Step 3: Analyze the RustSL Loader's Behavior

When executed, the RustSL loader performs the following actions:

  1. Establishes an HTTP connection to the C2 server (e.g., abc.haijing88[.]com).
  2. Downloads the second-stage payload: the ValleyRAT backdoor (a well-known remote access trojan).
  3. Injects or executes ValleyRAT in memory to avoid writing to disk.

To detect this step, monitor for outbound HTTP requests to suspicious domains and unexpected child processes spawned from the RustSL executable.

Step 4: Observe ValleyRAT's Installation and Plugin Delivery

ValleyRAT is a modular backdoor that can accept plugins. During the Silver Fox campaign, the attackers deployed a new plugin that acts as a loader for a custom Python-based backdoor. This plugin is retrieved from the same C2 infrastructure and loaded into the ValleyRAT process.

How the Silver Fox Group Deploys the ABCDoor Backdoor: A Step-by-Step Breakdown of the Attack Chain
Source: securelist.com
  • Check the ValleyRAT configuration files (often obfuscated) for plugin URLs.
  • Note that the plugin itself is a lightweight executable (or shellcode) that decrypts and runs the Python backdoor.

Step 5: Identify and Analyze the ABCDoor Backdoor

Once the ValleyRAT plugin executes, it drops and runs a Python script or compiled Python binary that we have named ABCDoor. This backdoor was first observed in late 2024 and has been used in real-world attacks from Q1 2025 onward. ABCDoor provides persistent remote access and can:

  • Execute arbitrary Python code received from the C2
  • Upload/download files
  • Capture screenshots and keystrokes
  • Pivot to other systems on the network

To analyze ABCDoor, locate the Python bytecode or script (often hidden in temp directories or embedded in the plugin). Decompile if necessary, and extract embedded C2 addresses and encryption keys.

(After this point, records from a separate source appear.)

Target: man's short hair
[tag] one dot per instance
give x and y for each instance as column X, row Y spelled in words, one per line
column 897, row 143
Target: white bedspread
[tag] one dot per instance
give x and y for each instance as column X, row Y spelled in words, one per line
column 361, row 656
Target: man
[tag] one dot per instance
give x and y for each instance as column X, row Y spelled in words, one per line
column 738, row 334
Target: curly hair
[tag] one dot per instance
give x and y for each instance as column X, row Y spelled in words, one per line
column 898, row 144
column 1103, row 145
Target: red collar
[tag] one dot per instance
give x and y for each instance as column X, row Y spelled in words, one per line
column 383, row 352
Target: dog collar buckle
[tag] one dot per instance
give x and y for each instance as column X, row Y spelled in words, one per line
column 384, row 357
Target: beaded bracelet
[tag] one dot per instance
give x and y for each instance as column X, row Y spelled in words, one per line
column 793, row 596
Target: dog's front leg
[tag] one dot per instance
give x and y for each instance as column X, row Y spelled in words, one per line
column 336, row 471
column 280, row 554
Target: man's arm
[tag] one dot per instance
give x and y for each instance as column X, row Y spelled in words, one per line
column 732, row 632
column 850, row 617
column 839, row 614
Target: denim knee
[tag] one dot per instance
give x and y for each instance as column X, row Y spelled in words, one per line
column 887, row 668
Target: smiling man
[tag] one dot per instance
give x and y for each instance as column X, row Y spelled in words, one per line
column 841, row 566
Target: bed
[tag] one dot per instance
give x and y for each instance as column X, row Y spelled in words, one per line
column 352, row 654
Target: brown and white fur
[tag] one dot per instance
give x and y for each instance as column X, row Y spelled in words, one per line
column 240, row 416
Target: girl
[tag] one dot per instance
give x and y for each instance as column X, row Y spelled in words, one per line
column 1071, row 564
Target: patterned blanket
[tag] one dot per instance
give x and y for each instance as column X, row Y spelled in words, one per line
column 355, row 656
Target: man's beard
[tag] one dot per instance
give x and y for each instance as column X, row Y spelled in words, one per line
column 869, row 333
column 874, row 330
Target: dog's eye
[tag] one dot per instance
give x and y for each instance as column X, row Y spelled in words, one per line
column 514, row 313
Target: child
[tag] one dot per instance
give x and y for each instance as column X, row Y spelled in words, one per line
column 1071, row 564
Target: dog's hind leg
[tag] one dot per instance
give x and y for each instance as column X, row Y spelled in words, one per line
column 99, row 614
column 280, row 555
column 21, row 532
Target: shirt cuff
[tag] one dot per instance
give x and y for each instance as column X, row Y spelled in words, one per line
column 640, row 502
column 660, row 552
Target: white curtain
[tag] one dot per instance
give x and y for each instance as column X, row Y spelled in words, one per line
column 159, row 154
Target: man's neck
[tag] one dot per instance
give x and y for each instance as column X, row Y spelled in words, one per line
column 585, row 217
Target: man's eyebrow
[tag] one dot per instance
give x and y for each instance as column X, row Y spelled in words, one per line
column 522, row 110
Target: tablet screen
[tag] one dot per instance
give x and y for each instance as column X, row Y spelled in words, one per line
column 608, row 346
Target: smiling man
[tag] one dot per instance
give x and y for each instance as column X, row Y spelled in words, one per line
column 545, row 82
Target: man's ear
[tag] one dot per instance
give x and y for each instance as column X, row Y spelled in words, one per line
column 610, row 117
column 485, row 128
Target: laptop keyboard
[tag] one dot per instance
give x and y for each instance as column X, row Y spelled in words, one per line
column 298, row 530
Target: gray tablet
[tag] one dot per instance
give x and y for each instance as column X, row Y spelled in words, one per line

Step 6: Trace the Full Attack Chain and Identify IoCs

Combine the evidence from the previous steps to reconstruct the complete infection chain:

  1. Phishing email → PDF/archive → RustSL loader
  2. RustSL → download ValleyRAT
  3. ValleyRAT → plugin → ABCDoor Python backdoor

Collect all indicators of compromise (IoCs):

  • Email subjects, sender addresses, and attachment hashes
  • Domains/IPs: abc.haijing88[.]com and any related C2s
  • File hashes (SHA256) for the RustSL loader, ValleyRAT binaries, and ABCDoor scripts
  • Registry or file system persistence mechanisms used by ABCDoor

Tips for Detection and Mitigation

  • Educate users: Train staff to recognize tax-themed phishing, especially messages urging immediate download of documents.
  • Enforce email filtering: Use sandboxing to scan all attachments, even PDFs with links, and block executables inside archives.
  • Monitor network traffic: Look for unusual HTTP connections to domains not typical for your region (e.g., Chinese domains targeting Indian/Russian IPs).
  • Implement application whitelisting: Prevent execution of Rust binaries (unless necessary) and limit script engines like Python.
  • Hunt for ValleyRAT indicators: Use YARA rules or Sigma rules to detect ValleyRAT and ABCDoor in memory or on disk.
  • Share intelligence: Report IoCs to relevant CERTs (e.g., CERT-In, CERT-RF) and threat intelligence platforms.